James Pinkerton, a member of the Bush-Quayle '92 Campaign Committee, told an audience at Harvard University recently that President Bush wants to create "a post-bureaucratic society."

"The new paradigm's organizing principle is that government's purpose and method should be defined by the services the people need and want, not by what the system is currently designed to deliver," Mr. Pinkerton said.

Examples of increased voluntarism and privatization can be found in every state.

* In California there are 75 "contract cities." La Mirada, for instance, awards private contracts for everything from police and fire protection to trash collecting and running the library. The town has 60 employees while the same-sized town next door, La Habra, has 300. Officials say La Mirada runs more efficiently than before.

* Parent volunteers at a fund-strapped public school in New York City raised $55,000 last year through dances, food sales, and direct-mail appeals. The money was used for a music teacher's salary, a classroom aide, and art supplies; $30,000 was saved for a computer lab.

* National polls and volunteer organizations report substantial increases in the numbers of volunteers in their 30s and 40s with a willingness either to form new altruistic groups or to help established organizations grapple with critical problems like AIDS and juvenile delinquency.

* In Springfield, Mass., a coalition composed of the local chamber of commerce, the Mitre Corporation, and the superintendent of schools proposed an alternative high school to try to reduce the community's 40 percent dropout rate. The school would combine private and public funds, be open to anyone over 16, and operate nights and weekends as well as weekdays.
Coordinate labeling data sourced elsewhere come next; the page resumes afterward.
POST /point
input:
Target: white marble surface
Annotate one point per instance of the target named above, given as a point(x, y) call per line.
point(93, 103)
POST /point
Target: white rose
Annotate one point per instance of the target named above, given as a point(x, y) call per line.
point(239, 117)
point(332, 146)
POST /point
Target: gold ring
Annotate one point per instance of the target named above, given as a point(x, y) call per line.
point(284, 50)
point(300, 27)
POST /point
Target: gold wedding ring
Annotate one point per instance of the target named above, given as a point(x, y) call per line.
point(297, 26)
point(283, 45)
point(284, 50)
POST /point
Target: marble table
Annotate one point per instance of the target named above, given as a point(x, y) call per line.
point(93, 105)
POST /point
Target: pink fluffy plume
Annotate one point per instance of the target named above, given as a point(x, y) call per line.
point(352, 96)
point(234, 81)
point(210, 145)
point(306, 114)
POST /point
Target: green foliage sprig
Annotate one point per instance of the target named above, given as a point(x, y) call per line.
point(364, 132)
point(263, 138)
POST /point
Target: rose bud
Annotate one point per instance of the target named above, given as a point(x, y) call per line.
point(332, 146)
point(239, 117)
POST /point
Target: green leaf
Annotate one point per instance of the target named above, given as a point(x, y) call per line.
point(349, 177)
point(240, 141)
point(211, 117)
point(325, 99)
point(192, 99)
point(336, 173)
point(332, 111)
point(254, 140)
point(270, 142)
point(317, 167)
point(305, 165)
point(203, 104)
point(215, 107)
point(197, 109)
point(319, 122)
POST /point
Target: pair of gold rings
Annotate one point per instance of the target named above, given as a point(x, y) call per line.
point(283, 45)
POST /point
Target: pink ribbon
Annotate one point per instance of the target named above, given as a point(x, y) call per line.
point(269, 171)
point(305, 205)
* Out of frustration with the legal system, a bodyguard service in Milwaukee is protecting battered women served by the Task Force on Battered Women. A spokeswoman for the organization said, "We are using bodyguards to do what the system is failing to do, and that is to protect women." Last year over 6,000 Milwaukee women asked for restraining orders against husbands or boyfriends.

* A survey by the Mercer Group in Atlanta found that municipalities and county governments in 34 states have contracted with private firms for services. All said they saved money, and 45 percent said service had improved.

To varying degrees, all of the above examples evolved because public institutions are either short staffed, overwhelmed, or underfunded. "Local and state officials are not idealogues," Mr. Guardiano said, "They are interested in policies that work, in providing services, and in balancing their budgets. With cuts in projected revenues, they are being forced to think differently, to turn to the private sector for assistance. Many problems defy federal solutions."

Perhaps the most notable example in recent years of a volunteer in action is Bertha Gilkey and the historic public-housing revolt she started in St. Louis in 1976. Ms. Gilkey organized the tenants to reverse their passivity and reclaim power to maintain a safe, liveable community environment.

Critics of privatization warn that the real issue is not necessarily which entity, public or private, can get the job done. David Osborne, co-author of the book, "Reinventing Government," has written that it is a question of "monopoly vs. competition," and that private monopolies can be equally as inefficient as public monopolies.

Mr. Osborne sees privatization as only one answer, but warns that government cannot be "contracted to the private sector," and in fact must "steer our society."